Biostatistics 101: Understanding Data
David Etzioni, MD, MSHS; Maher A Abbas, MD, FACS, FASCRS
Summer 2009 - Volume 13 Number 3
Kaiser Permanente (KP) is a leader in health care delivery and provides care for millions of Americans in several regions and states, including Northern and Southern California, Colorado, Georgia, Hawaii, Ohio, the Northwest, and the Mid-Atlantic States. The volume of clinical care rendered every year throughout the organization presents a great opportunity for research and innovations. In recognition of the importance of research, the Kaiser Foundation Research Institute was created in 1958 to administer and support research within KP at a national and regional level.
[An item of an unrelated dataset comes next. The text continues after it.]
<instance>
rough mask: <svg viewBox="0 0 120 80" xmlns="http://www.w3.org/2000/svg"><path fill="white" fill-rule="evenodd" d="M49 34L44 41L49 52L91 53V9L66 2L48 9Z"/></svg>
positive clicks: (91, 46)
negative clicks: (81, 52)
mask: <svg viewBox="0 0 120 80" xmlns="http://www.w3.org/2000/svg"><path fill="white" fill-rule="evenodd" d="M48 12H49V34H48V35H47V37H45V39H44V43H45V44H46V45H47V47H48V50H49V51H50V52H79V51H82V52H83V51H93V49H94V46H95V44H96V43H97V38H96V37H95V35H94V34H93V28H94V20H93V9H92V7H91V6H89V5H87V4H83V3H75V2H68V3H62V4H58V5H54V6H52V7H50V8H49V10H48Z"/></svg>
High-quality innovative translational research is performed every year, in the form of randomized clinical studies, epidemiologic research, retrospective databases review, and health care policy research. Supported by an electronic medical record and computerized databases, KP is well-suited to provide the scientific community with a wealth of data on outcome of interventions. In 2007, there were approximately 2800 active studies, all approved by institutional review boards, being conducted nationally. That same year, reports on 571 studies were published by KP physicians and scientists in prestigious medical, surgical, and scientific journals, including The Permanente Journal.
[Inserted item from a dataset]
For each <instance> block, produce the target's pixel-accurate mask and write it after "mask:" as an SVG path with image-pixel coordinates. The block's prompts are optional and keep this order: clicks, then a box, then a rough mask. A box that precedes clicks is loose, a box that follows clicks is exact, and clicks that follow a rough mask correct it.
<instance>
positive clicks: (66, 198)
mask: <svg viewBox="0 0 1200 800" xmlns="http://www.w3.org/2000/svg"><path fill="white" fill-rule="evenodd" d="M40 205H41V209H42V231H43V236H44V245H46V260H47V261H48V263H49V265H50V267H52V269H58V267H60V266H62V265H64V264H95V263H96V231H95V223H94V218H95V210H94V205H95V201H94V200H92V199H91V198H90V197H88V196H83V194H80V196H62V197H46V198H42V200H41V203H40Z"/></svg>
Because of the size of the KP population, KP research studies often contain a large number of study subjects. Such projects and endeavors can generate complex data and results that require analysis to demonstrate the effect of therapies and interventions, to establish the efficacy or limitation of treatments, and to prove or to refute a scientific hypothesis. An understanding of biostatistics is critical to the researcher investigating clinical questions. Equally important is an appreciation of statistics by the reader and interpreter of published studies. As with all fields of scientific endeavor, statistics encompasses a rich jargon that is necessary to abbreviate and refer to underlying concepts. In this article, the first of a three-part series on statistics for clinicians, we begin with an overview of how statistics can and should be used to describe data.